Waarom je kinderen moet behandelen als duiven

03.03.2016 00:20


‘Mama, mag ik op je iPhone?’ Die vraag krijgt Barbara op de meest onmogelijke momenten. Ze geeft elke keer een ander antwoord, dat meestal neerkomt op: nee. En dan volgt een ruzie.

‘Mag ik een ijsje?’ ‘Mag ik kauwgum?’ ‘Cola?’ ‘In de regen buitenspelen?’ ‘Met m’n feestjurk naar school?’

Ooit las ik in een boekje van Steven Pont, een opvoedingscoach, hoe je met zo’n situatie om moet gaan.

Let op.

Er waren eens drie duiven.
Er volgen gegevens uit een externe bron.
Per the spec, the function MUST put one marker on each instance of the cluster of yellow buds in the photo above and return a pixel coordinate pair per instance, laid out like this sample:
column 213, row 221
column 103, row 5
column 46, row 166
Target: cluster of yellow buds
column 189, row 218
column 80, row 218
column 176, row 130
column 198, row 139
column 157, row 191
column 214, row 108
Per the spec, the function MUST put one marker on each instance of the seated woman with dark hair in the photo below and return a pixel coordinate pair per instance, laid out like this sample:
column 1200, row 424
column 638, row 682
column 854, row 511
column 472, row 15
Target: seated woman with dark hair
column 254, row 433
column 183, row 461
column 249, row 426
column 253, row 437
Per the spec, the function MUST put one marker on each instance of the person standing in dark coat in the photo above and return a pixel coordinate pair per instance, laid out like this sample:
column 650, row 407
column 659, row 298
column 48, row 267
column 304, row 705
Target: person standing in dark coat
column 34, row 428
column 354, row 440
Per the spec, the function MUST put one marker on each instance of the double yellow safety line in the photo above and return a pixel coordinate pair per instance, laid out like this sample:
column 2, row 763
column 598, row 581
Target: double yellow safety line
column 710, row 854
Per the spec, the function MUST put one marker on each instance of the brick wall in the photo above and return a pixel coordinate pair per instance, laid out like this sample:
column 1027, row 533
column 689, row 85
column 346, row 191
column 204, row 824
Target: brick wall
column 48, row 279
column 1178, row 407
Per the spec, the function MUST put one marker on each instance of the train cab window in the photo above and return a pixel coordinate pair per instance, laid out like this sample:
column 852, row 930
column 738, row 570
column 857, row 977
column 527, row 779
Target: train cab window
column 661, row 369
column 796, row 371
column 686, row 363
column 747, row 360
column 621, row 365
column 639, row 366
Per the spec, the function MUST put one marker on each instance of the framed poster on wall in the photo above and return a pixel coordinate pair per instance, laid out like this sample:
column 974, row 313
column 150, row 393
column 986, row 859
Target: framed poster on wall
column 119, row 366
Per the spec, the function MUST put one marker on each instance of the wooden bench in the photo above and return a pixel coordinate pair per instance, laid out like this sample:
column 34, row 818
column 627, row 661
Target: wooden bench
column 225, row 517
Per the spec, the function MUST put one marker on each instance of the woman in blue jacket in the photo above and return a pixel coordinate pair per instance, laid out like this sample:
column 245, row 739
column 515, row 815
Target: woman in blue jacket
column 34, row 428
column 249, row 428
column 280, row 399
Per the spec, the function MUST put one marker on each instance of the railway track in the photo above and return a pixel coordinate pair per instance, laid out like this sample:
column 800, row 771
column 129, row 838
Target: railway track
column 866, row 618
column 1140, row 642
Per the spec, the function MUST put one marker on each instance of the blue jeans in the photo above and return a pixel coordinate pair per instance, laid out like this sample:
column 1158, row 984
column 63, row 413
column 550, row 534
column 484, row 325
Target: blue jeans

Als ze met hun bek tegen een luikje aan tikten, kwam er eten uit. Toen kwam er een wetenschapper en die veranderde alles.

Uit het luikje van één duif bleef gewoon eten komen.

Uit het luikje van een andere duif kwam geen eten meer.

Uit het luikje van duif drie kwam soms wel en soms geen eten.

Die eerste duif had geen klagen (maar werd misschien dik?).

Die tweede duif was eerst even boos, maar raakte snel gewend aan zijn situatie (hij kreeg wel eten, maar niet uit het luikje).

Nee, maar dan duif nummer drie: razend werd-ie, en bleef-ie.

Dus.

Voor al die kleine dingen, op al die onverwachte vragen moet je steeds hetzelfde antwoord hebben. Totaal voorspelbaar zijn.

Wat klinkt dat makkelijk.

Alleen: het werkt alleen bij vragen die vaak gesteld worden.

‘Mag ik tv-kijken (of een ander beeldscherm)’ is bij ons: ja, maar pas om 5 uur. Die werkt.

 

Voornemen:

Meer vaste vragen opslaan in mijn geheugen, met het antwoord erbij.